• HSBC

Increasing capacity utilisation through storage virtualisation (page 1 of 2)

  • Monday, June 28 - 2004 at 14:23

According to Gartner, worldwide storage capacity will increase to a massive 5,000,000 TB in 2005. This data explosion is due to new applications that are continually saving huge amounts of data for organisations to use to be able to provide them with competitive advantage.

In order to manage this exorbitant growth, companies often throw new disk at the problem. Subsequently senior IT managers are bombarded with requests to spend hundreds of thousands of dollars on new storage.

In the past companies have purchased far too much storage in an attempt to ensure that peak performance and availability requirements are met. This approach leaves systems greatly under-utilised. Buying new disk seems like the simple solution until they realise the costs of deploying and managing the storage. Through storage virtualisation these utilisation rates can be dramatically increased, resulting in lower total cost of ownership.

Anyone keeping track of storage technology can't help but come across storage virtualisation at nearly every turn. But what is storage virtualisation? Possessed of certain virtues or capabilities; effective in respect of inherent natural qualities or powers; capable of exerting influence by means of such qualities.

Or to put it another way any abstraction of a thing that retains the power to do what the original thing was designed to do. And that's exactly what storage virtualisation does. It abstracts storage across the enterprise and does the same job an attached storage device would do for a specific server.

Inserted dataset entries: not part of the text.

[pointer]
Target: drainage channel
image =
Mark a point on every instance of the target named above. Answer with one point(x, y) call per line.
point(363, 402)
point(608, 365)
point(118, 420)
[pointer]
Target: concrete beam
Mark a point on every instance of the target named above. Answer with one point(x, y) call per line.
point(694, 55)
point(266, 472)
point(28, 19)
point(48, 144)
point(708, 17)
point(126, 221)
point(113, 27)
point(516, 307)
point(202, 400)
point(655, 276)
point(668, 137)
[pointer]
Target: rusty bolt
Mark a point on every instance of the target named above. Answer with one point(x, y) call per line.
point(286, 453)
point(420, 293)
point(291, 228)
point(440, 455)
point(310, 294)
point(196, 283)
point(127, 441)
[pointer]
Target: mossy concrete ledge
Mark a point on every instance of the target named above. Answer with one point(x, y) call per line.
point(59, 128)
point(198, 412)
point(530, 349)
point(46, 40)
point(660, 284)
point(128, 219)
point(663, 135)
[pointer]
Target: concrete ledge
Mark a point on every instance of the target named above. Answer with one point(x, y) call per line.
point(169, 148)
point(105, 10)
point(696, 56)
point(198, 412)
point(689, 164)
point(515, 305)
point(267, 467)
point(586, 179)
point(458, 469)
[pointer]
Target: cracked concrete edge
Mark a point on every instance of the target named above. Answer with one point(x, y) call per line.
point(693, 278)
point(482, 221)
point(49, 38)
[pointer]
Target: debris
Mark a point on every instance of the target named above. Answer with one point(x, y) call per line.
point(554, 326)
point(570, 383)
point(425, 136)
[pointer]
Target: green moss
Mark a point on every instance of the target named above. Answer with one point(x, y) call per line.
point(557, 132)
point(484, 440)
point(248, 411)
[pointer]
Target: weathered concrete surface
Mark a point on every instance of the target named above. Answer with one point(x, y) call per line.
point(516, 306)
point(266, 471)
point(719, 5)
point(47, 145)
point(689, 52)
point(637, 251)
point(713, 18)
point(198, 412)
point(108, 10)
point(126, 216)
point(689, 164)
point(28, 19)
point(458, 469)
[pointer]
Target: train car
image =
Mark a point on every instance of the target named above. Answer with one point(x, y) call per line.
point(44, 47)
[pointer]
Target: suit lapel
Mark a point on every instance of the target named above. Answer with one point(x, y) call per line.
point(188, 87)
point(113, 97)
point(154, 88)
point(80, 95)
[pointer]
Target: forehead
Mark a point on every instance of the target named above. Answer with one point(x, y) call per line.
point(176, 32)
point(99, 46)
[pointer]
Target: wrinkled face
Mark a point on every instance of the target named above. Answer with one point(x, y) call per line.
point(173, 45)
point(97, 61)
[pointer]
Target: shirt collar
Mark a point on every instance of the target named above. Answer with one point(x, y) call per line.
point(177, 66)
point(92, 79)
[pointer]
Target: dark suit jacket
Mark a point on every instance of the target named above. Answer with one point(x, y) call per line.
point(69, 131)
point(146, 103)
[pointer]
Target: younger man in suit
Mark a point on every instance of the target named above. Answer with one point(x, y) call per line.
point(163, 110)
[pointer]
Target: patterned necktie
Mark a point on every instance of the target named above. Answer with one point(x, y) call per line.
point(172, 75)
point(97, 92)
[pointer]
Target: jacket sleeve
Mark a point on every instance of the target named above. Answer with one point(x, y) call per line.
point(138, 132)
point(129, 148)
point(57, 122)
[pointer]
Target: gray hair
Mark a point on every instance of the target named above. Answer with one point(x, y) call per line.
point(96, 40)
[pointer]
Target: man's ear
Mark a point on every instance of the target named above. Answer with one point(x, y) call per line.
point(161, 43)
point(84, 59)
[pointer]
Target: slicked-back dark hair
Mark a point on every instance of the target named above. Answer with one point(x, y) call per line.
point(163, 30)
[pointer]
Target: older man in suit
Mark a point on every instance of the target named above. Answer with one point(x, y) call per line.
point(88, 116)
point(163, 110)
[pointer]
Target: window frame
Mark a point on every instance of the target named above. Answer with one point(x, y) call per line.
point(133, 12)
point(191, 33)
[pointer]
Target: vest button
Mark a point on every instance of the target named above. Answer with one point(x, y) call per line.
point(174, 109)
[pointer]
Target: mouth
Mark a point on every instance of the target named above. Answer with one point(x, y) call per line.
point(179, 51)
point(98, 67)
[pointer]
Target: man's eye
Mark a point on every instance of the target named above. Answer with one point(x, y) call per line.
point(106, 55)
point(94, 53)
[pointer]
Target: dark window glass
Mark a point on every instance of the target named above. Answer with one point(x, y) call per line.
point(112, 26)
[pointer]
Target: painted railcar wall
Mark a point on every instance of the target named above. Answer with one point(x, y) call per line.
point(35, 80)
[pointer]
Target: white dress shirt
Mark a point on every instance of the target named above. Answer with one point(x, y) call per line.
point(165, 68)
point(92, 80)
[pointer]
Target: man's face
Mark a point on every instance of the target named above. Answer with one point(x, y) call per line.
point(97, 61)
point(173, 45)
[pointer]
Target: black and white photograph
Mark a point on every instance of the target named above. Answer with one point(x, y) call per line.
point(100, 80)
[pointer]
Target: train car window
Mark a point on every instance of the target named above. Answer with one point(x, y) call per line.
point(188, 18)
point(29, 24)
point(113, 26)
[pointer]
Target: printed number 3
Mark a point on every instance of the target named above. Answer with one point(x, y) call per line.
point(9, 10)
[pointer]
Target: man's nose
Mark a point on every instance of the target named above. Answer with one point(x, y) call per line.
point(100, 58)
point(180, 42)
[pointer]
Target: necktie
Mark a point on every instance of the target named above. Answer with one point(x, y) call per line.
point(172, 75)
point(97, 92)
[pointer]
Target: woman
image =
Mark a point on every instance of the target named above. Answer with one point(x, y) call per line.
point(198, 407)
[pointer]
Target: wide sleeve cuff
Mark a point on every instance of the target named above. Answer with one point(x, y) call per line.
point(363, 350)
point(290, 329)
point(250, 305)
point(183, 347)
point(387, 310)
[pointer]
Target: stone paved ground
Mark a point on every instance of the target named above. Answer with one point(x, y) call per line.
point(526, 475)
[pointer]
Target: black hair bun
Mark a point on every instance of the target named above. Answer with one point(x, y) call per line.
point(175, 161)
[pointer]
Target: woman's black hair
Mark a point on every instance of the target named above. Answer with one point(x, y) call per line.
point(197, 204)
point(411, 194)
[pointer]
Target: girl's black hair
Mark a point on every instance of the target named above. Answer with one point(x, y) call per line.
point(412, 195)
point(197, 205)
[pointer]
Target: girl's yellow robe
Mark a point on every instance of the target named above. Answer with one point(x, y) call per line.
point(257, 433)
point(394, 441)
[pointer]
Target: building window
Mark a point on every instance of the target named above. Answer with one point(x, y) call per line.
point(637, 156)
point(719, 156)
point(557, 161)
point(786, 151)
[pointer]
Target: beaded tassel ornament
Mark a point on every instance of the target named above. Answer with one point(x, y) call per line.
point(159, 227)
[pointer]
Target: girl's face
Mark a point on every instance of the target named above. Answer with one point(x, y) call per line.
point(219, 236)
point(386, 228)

Storage virtualisation is the process of taking multiple physical storage devices and combining them into logical storage devices or units that are presented to the operating system, applications, and users.

Storage virtualisation builds a layer of abstraction above the physical storage so as to not tie data to specific hardware devices, providing a flexible storage environment. It simplifies the management of storage and can potentially reduce costs through better hardware utilisation and consolidation.

An application can use, request and change available storage based solely on its required attributes, without regard for, location, physical organisation, or media type. Ideally, this should work in a completely heterogeneous environment, which includes multiple vendors and platforms for servers, software, network elements and storage devices. Storage virtualisation can ease the management of server and storage resources whatever architecture (DAS, NAS, SAN) is chosen by the customer.

Traditionally servers each had internal disk and, in cases of applications needing large data stores, direct attached arrays. In this scenario, the server can only access data in the storage device to which it is attached, and conversely, the storage is only accessible by that particular server.

Typically, some servers such as those used to run an order tracking database or e-mail experience much more traffic and capacity growth than say an HR database. However, the direct attached storage model does not allow re-provisioning of resources from under utilised systems to those about to run out of capacity. Therefore, new storage must be added to the busiest servers to avoid downtime that will occur when out-of-space conditions are encountered.

Faced with the problem of certain servers having abundant capacity while others are constantly at maximum capacity, companies turned to storage networking which allows servers to share storage resources. However, in large environments resource sharing alone is not enough. The cost to manage thousands of disks, now accessible by multiple servers, is a daunting task.

Storage virtualisation allows companies to chose the storage devices that best meet their needs, and then carve up these physical devices into logical volumes to provide resource as required.